Mission: Reduce My Grocery BudgetI looked back through my expenses thus far during 2012, and we've been spending an average of $100-150 a week. Less than $100 per week at the grocery store, the rest is mostly from Target. That means some is non-food, like cleaning supplies and toiletries. I definitely can reduce those numbers.
I'm pretty pleased with week number one of trying to pare down my grocery expenses and reduce food waste. My grocery expenditures this week came in under $30.
The orange pepper and green grapes were not on my list, but when my three-year-old asks for produce, it's really hard to turn him down!
My menu revolved around using up food that was already on hand. We were fortunate to have two very special nights with no cooking :)
Mon: Leftover pork from last week, leftover rice and veggies from a birthday dinner on Saturday
Tue: Mini meatloaves with tater tots (beef, tots and sauce were hanging out in freezer) and green beans
Wed: Salmon from the freezer, more leftover rice, and broccoli that badly needed to be used
Thur: Enchiladas from the freezer, salad
Fri: My Dad brought Dominos!
Sat: Date night at Red Lobster, using a coupon
Sun: Burgers and rolls from the freezer, leftover vegetables
You might wonder why I am working so hard to use up my freezer food.
Well, this is what my freezer looked like about two months ago. Aside from some wiping and an attempt to straighten up the stuff in there, it hasn't looked much different since. We had some frosting issues because there was so much stuff that the drawer couldn't close properly. Not to mention the full chest freezer in the basement...
Incorporating things on hand will help bring costs down for the meantime. And, more freezer space will give me the option of stocking up when food goes on sale. I bought the two blocks of cheese today (2/$4) to experiment and see if I can make my own snack size pieces of cheese for cheap and with less packaging.
I've posted before about some of the pitfalls of grocery shopping and why it's not necessarily bad to be loyal to a specific store.
A few things that I'd like to reinforce:
Plan your trip
Look at the weekly circular and see if there are any bargains.
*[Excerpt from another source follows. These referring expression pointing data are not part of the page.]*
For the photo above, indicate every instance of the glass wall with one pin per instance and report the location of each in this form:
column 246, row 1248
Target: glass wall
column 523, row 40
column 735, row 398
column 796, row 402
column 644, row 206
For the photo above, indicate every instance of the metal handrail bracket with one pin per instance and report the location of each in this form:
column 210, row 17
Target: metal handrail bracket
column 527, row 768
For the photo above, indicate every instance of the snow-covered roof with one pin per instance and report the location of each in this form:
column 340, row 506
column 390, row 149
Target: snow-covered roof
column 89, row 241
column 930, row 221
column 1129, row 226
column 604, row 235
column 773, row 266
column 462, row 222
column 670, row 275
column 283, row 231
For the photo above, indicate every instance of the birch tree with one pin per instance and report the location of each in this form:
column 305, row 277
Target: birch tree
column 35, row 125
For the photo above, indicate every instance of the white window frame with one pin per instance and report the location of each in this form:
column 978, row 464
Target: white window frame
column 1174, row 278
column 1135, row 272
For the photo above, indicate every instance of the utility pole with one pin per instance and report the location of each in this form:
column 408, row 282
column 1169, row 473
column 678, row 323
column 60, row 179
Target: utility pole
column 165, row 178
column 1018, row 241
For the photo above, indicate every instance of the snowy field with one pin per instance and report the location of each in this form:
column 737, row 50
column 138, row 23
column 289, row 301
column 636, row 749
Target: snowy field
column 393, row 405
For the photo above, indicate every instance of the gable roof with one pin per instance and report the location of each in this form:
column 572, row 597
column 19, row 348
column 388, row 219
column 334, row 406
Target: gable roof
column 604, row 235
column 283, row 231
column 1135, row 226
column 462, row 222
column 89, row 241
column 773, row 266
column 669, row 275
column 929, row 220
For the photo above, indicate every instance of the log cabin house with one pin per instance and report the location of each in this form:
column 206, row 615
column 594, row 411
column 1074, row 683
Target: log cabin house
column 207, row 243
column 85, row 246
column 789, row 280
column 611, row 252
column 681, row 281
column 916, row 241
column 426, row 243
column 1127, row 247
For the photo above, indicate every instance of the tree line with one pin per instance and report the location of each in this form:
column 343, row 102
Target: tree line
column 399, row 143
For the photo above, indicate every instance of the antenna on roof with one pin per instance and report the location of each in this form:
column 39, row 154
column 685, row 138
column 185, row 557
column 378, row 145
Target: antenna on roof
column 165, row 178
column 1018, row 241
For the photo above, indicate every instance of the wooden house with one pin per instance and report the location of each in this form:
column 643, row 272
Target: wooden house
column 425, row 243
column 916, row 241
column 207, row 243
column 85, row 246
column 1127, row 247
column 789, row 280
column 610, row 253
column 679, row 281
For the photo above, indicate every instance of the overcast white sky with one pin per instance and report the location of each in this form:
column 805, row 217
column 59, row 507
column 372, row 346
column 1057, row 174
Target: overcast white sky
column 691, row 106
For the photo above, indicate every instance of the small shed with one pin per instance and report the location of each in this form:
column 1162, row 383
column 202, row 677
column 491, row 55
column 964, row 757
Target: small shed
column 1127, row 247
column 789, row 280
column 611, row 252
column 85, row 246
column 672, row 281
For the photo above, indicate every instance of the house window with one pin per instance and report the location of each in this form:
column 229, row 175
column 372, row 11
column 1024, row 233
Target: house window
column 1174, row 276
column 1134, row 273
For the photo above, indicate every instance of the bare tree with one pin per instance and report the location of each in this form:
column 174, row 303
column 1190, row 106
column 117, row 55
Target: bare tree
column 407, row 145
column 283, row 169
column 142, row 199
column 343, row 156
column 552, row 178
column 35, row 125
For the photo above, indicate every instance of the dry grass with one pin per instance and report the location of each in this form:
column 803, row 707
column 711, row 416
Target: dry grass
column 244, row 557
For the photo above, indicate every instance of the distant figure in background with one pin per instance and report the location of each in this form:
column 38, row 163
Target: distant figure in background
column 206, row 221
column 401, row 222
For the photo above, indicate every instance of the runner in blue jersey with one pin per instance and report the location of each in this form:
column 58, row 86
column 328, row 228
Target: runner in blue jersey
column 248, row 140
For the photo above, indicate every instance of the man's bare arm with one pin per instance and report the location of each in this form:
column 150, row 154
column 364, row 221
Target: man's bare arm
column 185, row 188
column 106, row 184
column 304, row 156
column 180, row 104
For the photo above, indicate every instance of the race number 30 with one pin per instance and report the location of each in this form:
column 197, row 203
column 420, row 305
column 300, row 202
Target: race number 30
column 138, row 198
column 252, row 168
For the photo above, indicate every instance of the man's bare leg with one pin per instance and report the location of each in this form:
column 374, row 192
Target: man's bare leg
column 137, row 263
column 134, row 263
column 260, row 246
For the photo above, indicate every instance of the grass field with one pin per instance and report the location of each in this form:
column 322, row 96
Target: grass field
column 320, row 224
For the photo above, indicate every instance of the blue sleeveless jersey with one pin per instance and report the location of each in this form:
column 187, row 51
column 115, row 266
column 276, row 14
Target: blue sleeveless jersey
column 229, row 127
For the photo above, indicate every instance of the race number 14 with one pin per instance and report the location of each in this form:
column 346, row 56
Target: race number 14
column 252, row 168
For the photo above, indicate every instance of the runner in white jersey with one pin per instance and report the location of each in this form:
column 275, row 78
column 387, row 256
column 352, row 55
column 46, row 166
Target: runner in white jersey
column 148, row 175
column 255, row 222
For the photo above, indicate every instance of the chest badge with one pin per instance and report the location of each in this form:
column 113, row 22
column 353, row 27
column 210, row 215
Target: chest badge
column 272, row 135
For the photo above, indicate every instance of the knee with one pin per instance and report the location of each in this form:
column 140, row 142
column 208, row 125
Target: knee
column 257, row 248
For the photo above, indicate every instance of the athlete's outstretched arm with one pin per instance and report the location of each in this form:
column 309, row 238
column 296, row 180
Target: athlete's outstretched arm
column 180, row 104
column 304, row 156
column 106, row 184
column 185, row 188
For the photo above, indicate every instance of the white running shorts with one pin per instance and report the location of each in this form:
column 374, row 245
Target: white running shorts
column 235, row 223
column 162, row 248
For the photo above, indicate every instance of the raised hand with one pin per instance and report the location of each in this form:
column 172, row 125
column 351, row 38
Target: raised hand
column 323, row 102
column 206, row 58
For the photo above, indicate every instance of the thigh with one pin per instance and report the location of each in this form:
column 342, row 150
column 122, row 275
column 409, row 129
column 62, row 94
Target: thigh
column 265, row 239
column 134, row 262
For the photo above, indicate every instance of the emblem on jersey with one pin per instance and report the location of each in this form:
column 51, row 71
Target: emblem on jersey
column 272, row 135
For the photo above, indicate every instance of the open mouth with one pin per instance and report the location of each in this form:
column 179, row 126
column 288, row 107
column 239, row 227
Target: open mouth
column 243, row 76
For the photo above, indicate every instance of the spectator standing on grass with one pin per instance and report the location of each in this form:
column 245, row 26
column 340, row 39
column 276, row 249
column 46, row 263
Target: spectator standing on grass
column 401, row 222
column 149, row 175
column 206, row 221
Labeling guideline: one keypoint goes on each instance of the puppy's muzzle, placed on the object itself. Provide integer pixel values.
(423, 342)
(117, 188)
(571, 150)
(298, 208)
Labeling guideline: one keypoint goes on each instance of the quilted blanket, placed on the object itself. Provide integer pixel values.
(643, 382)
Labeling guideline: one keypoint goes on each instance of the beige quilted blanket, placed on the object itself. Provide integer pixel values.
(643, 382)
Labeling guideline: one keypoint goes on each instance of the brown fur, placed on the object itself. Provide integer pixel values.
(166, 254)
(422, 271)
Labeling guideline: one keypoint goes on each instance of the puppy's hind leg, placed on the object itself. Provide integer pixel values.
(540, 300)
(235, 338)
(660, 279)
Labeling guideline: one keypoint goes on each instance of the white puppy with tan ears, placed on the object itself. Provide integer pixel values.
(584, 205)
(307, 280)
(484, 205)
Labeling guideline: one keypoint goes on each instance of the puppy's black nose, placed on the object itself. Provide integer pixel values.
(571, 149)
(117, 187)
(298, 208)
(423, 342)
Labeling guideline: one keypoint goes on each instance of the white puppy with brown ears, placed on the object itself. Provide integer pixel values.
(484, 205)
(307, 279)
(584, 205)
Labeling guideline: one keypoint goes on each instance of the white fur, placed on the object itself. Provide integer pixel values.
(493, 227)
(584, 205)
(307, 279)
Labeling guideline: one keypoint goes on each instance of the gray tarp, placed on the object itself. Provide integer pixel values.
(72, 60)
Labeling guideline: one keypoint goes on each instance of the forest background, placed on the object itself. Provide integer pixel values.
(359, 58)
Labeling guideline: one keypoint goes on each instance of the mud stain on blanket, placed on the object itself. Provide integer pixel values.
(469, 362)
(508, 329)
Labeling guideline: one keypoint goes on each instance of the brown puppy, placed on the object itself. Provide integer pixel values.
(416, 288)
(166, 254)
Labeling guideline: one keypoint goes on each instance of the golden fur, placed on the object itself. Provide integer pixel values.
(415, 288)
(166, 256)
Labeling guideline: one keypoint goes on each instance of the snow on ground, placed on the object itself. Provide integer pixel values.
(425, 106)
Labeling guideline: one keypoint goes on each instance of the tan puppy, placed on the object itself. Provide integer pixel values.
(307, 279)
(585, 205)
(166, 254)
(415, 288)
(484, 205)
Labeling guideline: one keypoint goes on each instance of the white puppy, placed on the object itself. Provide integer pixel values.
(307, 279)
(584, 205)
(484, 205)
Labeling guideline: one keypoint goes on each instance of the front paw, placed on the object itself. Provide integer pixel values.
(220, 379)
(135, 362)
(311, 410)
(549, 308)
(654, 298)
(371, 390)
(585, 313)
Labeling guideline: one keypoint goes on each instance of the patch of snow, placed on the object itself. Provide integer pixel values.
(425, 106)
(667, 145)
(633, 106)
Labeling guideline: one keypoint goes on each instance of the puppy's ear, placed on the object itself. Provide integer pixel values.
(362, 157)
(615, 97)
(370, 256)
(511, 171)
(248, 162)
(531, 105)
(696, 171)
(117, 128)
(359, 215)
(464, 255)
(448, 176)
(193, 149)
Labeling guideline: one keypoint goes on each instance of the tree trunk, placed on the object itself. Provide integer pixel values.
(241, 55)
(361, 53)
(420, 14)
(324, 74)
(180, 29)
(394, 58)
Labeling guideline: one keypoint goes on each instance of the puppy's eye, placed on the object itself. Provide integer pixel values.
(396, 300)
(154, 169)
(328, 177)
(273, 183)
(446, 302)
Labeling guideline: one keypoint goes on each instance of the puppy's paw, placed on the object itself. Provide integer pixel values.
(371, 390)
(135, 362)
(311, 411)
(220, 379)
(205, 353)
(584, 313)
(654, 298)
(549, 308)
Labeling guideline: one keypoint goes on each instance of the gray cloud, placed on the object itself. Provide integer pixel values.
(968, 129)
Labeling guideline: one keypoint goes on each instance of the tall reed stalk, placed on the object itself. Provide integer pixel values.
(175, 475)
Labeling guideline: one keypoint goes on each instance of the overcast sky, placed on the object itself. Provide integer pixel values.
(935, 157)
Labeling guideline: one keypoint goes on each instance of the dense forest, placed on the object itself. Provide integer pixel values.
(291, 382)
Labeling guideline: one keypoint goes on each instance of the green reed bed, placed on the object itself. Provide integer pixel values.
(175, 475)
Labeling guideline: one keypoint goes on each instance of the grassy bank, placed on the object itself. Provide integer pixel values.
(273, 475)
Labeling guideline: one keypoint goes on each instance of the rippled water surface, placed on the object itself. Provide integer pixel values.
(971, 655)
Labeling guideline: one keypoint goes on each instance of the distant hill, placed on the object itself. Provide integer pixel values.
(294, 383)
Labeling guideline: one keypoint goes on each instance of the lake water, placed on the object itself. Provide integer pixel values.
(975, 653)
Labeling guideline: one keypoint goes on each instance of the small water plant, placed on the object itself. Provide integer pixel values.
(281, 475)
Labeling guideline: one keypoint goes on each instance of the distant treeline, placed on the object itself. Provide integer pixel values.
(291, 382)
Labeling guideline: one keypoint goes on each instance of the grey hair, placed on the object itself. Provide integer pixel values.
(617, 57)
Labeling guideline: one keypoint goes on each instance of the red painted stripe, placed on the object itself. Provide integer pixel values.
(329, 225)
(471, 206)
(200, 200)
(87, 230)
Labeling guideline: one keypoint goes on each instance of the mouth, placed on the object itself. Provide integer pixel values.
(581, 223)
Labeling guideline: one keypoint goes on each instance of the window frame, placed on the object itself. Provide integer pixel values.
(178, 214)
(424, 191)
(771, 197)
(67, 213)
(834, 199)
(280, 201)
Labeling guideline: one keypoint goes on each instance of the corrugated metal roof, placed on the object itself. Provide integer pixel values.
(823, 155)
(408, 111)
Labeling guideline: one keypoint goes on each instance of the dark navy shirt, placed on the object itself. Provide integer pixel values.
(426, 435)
Consider planning your meals around meats or produce that is on sale in a given week. Review any paper coupons that you have before you get to the store, and/or look for online coupons that correspond to needed items and sales.
Make a list and stick to it
If possible, take the time to make the list in the order that you travel through the store. Buy only what you knew you needed at home. It's healthier if you stick to the perimeter of the store.
Don't shop at five different stores
Not only do I view this as a huge hassle and time-waster, I think it becomes a financial mistake. If you frequent one or two stores, you know exactly where to find things. You'll browse less, and you'll remember prices for sake of comparison. How much money do you really save by making a special trip for that really good deal on blueberries?
Don't be ashamed to buy the "house brand"
I find myself doing this all the time recently. Over and over, the price of the store brand comes in lower than the sale price for the name brand. There are so many things that you can buy without the name brand price--crisp rice cereal for those marshmallow treats, frozen spinach, macaroni, baking soda, vegetable oil, salt, etc. Plus, those are things you rarely see coupons for. Take the extra 5-10 seconds to find the house brand instead of grabbing the trademarked packaging that you instantly recognize (because that seems to be the only reason for the higher price).
Try to know your prices, at least on the bigger stuff
I know not everyone is a stay at home mom like me, and time is often more important than money. If you have the luxury of doing some price-comparison shopping, do it. I love shopping at Target and have found that I can get a lot of my dry goods there for a lot less (sugar, coffee, cereal, granola bars). It's very, very rare that I can get a better deal on cereal at the supermarket.